A Homily for the Ninth Sunday after Pentecost
Grace to you and peace from God our Heavenly Father and Christ Jesus our Lord, who invites us to dine at the abundant feast. Amen.
For my thoughts are not your thoughts,
nor are your ways my ways, says the Lord.
For as the heavens are higher than the earth,
so are my ways higher than your ways
and my thoughts than your thoughts.
Thus saith the Lord through the prophet Isaiah.
Some of our kindred in the Church use this verse as a proof-text to explain God’s wrath. We simply cannot understand, they say, how a loving God despises his creation because God is so much loftier than us. It doesn’t matter how good you may be, how many people you fed, how little wrong you did, God still despises your every action unless you’ve prayed a certain way and been baptized by immersion as an adult and attend a specific type of Church. Why? Because God’s ways are higher than our ways, and we simply cannot understand the righteousness of the divine temper tantrum. So stop asking questions.
Today, though, we read the context of that verse from Isaiah: Hear, everyone! Step right up! If you’re thirsty, come and drink! If you’re hungry, come and eat! With no money, come and buy! Creamy milk, fine wine, richest foods! Eat to your heart’s content! For the marketplace is well-stocked, and these basic necessities and luxury goods are yours at an unbeatably low price: absolutely free.

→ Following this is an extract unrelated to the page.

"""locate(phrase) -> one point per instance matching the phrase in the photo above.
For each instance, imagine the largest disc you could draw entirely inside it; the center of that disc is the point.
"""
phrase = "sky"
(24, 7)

This is the radical economy of the coming Kingdom: that the Lord’s thoughts are so much higher than our thoughts, the divine way so much loftier than our human ways, that we cannot fathom the abundance of God’s immeasurable grace.
The text is saying the exact opposite of how some of our fundamentalist siblings interpret it: it’s not that God despises you no matter how much good you do, but that God has taken notice of us in our lowly, sinful state – without regard to prior bad acts, to economic status, to nationality. The coming Kingdom is a table set with a sumptuous feast and a seat for all: it’s not merit-based or means-tested but rooted in abundant grace.
And this economy – where the poor are well-fed and the sinners are welcomed to the banquet – is not simply a pie-in-the-sky fantasy. No, we see in the Gospel that it is already erupting here and now. Throughout Christ’s life, we see him turn water into wine and dine with the religious elite and the outcast alike. Today, the miraculous displays of this new economy continue: With a crowd of thousands pressing in around him, and only a few loaves and a couple of fish, Jesus fed everyone until they were satisfied – and the disciples still had baskets full of leftovers.
But this is not only the economy of the coming Kingdom: this is also the economy of the Church, of the Kingdom erupting into our broken world in our present day. Hear our Lord’s command to the disciples: “You give them something to eat.”
This new marketplace is still breaking into the world. Yes, even here and even now, in this time of once-in-a-century crisis. It’s erupting – imperfectly, through imperfect members of an imperfect Church – but even through our imperfect love, we have been given the divine grace to live into this new economy.
We talk of freedom – but from what have we been set free? From sin and death, certainly, but also those lesser demons. We have been set free from the pursuit of wealth, free from chasing after power, free from slinging to privilege derived from skin color, gender, or social standing, and free from an economics of scarcity. We have been set free from our fears if only we heed the call to come into the marketplace, to take what is freely given, and to go out back into the world as our Lord commanded to feed those who are hungry.
Dear ones, we have been set free to use our money and privilege – for we do not belong to it but it belongs to God – to use these powers and principalities for the least of these, our siblings, and to live into the economy of God’s abundance.